A collection of classic and new samples
featuring artists like
The Good People • The Allergies • DJ Yoda • ASM • Mr Cheeks • Sampa the Great • DJ Format • Bronx Slang
About this playlist
The early roots of Hip Hop were all about the foundation breaks, old soul and funk records with the exciting drum breaks, sometimes just a snippet of a track mixed together by the DJ’s first for the dancers and later years for the MC’s also to rap over.
Record collectors Lenny ‘Godfather of the breaks’ Roberts and Louis ‘Breakbeat Lou’ Flores, both regulars at the early Bronx River block parties made famous by Kool Herc and Afrika Bambaataa, Lou a DJ since 74 and both already avid record collectors they connected by their passion of early Soul and Funk. Lenny noticed the demand for the breaks and with his knowledge of the records, shops and distributors set about buying as many as he could to sell on and then to look for new breaks.

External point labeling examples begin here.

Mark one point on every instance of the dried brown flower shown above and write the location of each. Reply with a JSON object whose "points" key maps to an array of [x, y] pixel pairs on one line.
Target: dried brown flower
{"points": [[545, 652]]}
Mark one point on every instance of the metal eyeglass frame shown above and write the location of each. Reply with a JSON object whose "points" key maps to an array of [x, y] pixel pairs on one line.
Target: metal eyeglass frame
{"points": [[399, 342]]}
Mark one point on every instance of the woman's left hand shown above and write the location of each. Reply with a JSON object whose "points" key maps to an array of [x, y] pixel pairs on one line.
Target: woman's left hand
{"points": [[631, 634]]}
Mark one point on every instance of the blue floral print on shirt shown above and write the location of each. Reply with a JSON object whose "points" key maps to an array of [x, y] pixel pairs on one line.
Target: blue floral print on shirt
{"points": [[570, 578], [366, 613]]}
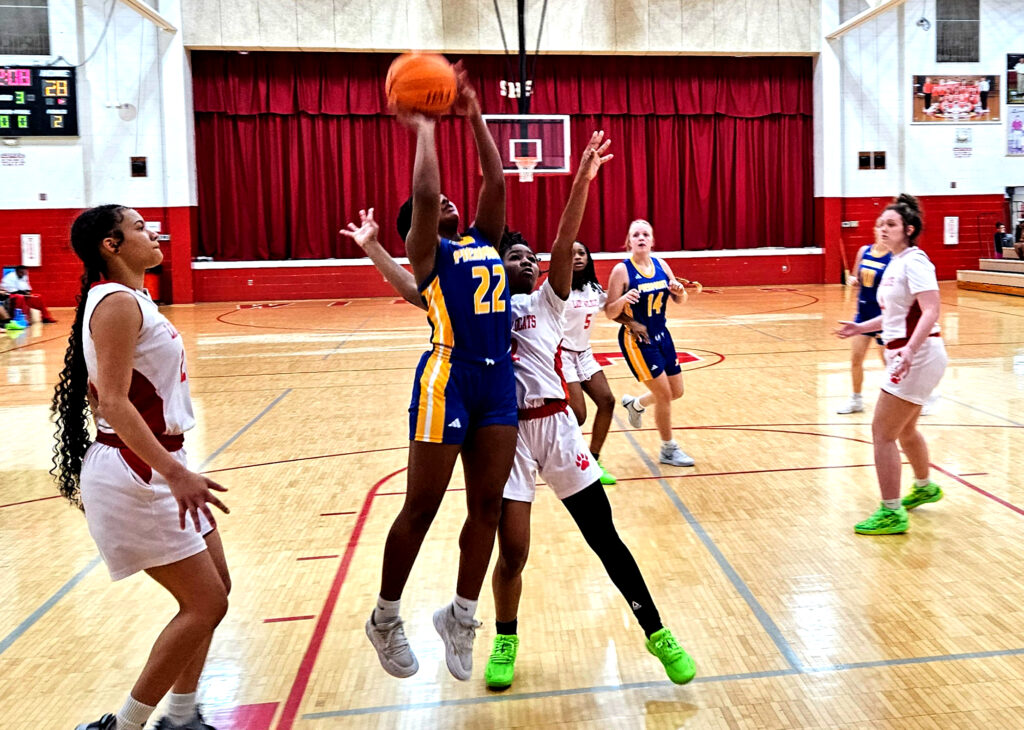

The individual records were then pressed onto bootleg albums called the Octopus breaks, a prized possession for any block party DJ who couldn’t get his hands on the original recordings. This was primarily the use of these records from DJ’s and collectors and if history took a different course it could have stayed this way, the early actual hip hop studio recordings were using live bands or reconstructed samples, like the legendary use of ‘Good Times’ by Chic on ‘Rappers Delight’ and I’ve read quite a few reports that the early scene, musically that is was struggling and may have even never took off, in that I mean the continuation of actual recording rap records, I’ve no doubt the hip hop scene would have took somehow, someway.
So demand for the records dampened for a while but when the SP12 sampler was released in 1985 and started to be used by Rap producers like Rick Rubin when he remade LL Cool J’s ‘Rock the Bells’ with samples of Trouble Funk, Chic, Corrine and AC/DC and then Marley Marl, who sampled Impeach the president for Mc Shan’s The Bridge from the Octopus breaks, the demand quickly started again for the breaks and Lenny Roberts started a new label and officially released on Street Beat records the Ultimate Breaks and Beats, this is where most DJ’s and record collectors join the story.
1987/88 were the golden years for UBB and many of the classic tracks of the time contained samples taken directly from the records, two classic examples are BDP – My Philosophy, sampling Stanley Turrentine – Sister Sanctified and Eric B & Rakim – I Know You Got Soul, sampling Bobby Byrd’s track of the same name, Funkadelic – You’ll like it to and Syl Johnson – Different Strokes.
Up until 1991 twenty five records were released and over 150 tracks that have been a goldmine for DJ’s, producers, record collectors and Soul and Funk fans and the music and breaks on them have been used on 100’s of Rap and pop songs and even though now the original source might be used, the influence of these records continues to this day, it could be argued that they are the building blocks of modern Dance culture, many imitators followed but none with the influence of UBB.
The most sampled track ever and one that was released on UBB that has had such an influence on the music scene especially in the UK is the Winstons Amen Brother sampled over 1500 times, but for the first track on the playlist we’re going back to 1973 with the Honey Drippers ‘Impeach the President’ sampled over 700 times and on great effect on Digable Planets ‘Rebirth of Slick (Cool Like Dat)’ from back in 1992.
The record went gold and won a Grammy and the names of the band members Doodlebug, Butterfly and Ladybug Mecca tell you that this was so far removed from the prevalent Gangsta Rap of the time, although the sample of The Honey Dippers was possibly taken from the UBB series, it was Butterflys father’s love of Jazz and the fact these records were available in his home ready to be sampled that took the group in this direction, other tracks used in the recording were Stretching by Art Blakey, Blow Your Head – Fred Wesley, Foodstamps – 24 Carat Black and On The Subway – The Last Poets.
The playlist contains some classic samples and the record using the sample, more recent finds added and updated as and when I find a interesting sample and a quality new record using it.